Quelques noms symbolisent une mentalité, une attitude, un état d’âme, toute une classe d’esprits. L’individualisme des hommes libres neutralise le non-individualisme des esclaves. La vie vaut encore la peine d’être vécue puisqu’elle engendre une minorité dont le courage compense la veulerie de la majorité. — L’artiste est l’homme semblable à tout le monde, aux passions étroites et aux désirs bornés, avec ou sans talent, tandis que l’artiste doublé d’un artistocrate est un caractère et une conscience. Son art reflète la noblesse et l’héroïsme de sa vie. Il n’accomplit point de petits gestes, il n’est point mesquin avec les autres hommes, tout ce qu’il fait est l’expression de sa noblesse intérieure. — La différence entre l’artiste et l’artistocrate est celle qui existe entre l’arriviste et l’homme indépendant, le suiveur et le créateur, celui qui agit pour se réaliser, qui met ses actes en harmonie avec ses idées, et le renégat, qui offre à tous l’exemple des pires palinodies, et n’a point de personnalité. L’artiste est un mercanti, l’artistocrate ne poursuit ni dans ses œuvres ni dans sa vie de but intéressé. L’artiste se met à la remorque d’un parti, l’artistocrate ne fait point de politique, n’agit pas en traître avec ses amis, reste lui-même partout où il passe. Rien ne le détourne de l’idéal qu’il poursuit.

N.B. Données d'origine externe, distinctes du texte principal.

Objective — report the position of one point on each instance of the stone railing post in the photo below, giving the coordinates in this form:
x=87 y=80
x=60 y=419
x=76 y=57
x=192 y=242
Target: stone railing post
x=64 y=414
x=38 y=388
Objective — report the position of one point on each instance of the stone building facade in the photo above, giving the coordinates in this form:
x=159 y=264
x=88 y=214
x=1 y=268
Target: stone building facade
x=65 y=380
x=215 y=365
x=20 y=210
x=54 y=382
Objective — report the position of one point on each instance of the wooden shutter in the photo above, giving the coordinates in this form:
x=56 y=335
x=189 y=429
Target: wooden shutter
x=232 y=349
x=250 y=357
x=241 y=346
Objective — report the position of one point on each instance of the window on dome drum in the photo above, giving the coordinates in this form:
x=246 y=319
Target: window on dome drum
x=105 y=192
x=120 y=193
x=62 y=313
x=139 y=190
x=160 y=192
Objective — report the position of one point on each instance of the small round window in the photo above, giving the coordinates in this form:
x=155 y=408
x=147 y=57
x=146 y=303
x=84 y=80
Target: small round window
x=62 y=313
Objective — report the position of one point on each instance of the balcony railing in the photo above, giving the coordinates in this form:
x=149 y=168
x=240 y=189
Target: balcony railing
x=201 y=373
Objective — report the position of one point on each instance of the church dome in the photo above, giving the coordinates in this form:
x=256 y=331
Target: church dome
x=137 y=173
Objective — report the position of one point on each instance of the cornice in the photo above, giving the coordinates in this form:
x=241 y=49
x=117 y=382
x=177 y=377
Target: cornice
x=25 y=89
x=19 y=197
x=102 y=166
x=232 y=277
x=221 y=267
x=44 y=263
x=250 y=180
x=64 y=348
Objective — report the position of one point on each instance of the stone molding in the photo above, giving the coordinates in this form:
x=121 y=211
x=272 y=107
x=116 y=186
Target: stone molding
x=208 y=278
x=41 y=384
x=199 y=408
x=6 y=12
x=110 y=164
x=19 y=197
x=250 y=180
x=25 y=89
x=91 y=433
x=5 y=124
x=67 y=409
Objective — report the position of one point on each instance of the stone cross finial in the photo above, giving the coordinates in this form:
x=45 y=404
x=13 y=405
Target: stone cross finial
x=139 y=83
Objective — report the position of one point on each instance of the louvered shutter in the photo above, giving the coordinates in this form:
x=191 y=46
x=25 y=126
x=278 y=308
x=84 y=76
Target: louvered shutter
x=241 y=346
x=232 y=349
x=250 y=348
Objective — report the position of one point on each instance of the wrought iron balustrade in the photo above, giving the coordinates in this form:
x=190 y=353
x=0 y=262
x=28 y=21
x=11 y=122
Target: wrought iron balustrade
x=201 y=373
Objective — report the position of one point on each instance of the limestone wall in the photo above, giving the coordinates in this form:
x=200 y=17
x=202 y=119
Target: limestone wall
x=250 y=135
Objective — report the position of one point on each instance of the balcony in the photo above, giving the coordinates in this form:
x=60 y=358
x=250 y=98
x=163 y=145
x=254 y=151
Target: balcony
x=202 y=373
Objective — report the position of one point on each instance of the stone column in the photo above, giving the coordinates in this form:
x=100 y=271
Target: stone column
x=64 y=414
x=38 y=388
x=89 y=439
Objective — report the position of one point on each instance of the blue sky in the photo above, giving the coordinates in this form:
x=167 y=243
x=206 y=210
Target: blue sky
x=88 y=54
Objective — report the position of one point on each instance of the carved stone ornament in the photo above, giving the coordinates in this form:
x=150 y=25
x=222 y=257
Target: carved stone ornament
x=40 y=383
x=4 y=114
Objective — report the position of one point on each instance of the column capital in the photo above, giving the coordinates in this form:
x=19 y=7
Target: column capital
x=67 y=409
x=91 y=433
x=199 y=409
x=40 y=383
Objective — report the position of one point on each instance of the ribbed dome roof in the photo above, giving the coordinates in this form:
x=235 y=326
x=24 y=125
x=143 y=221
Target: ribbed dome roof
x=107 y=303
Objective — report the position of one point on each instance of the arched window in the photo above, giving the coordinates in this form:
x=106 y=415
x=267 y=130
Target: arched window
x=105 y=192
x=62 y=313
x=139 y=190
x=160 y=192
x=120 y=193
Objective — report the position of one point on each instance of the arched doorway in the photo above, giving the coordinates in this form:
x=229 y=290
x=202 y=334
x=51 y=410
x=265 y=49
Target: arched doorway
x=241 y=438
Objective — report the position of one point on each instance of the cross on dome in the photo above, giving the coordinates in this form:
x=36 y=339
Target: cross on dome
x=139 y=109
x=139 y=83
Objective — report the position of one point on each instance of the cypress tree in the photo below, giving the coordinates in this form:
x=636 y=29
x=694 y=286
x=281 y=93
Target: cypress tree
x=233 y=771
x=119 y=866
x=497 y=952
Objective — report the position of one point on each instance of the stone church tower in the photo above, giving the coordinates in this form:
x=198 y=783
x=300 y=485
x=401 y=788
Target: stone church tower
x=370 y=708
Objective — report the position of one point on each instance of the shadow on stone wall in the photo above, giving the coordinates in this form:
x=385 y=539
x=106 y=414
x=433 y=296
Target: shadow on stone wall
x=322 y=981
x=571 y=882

On peut ne pas être artiste, c’est-à-dire créateur d’art, mais aimer l’art et le beau, et par là même on s’égale à l’artiste. Cette beauté, que l’on admire dans l’œuvre d’art, la vie vivante qui émane d’elle, vie de liberté et d’harmonie, on peut la vouloir dans les relations des hommes entre eux, dans leur caractère, leurs passions. Ce désir, ce vouloir, cette aspiration créent en nous l’artistocratie. L’artistocratie, c’est l’élite des individus, hommes ou femmes, qui agissent par eux-mêmes et sentent par eux-mêmes, n’obéissant qu’à leur conscience. Il y a une artistocratie intérieure, — vouloir de liberté, de beauté, d’harmonie — qui s’oppose à la médiocratie extérieure, — ou vouloir de la majorité autoritaire et grégaire. Les hommes qui, en cultivant leur « moi », en le réformant, en l’embellissant, réalisent l’artistocratie, forment par leur ensemble une « artistocratie » internationale sans patrie, sans frontières, sans gouvernement. Le gouvernement de l’artistocrate, c’est sa conscience. Il ne reconnaît à aucune autorité extérieure le soin de le diriger. Sa morale n’est pas la morale traditionnelle. L’artistocrate, c’est l’homme libre.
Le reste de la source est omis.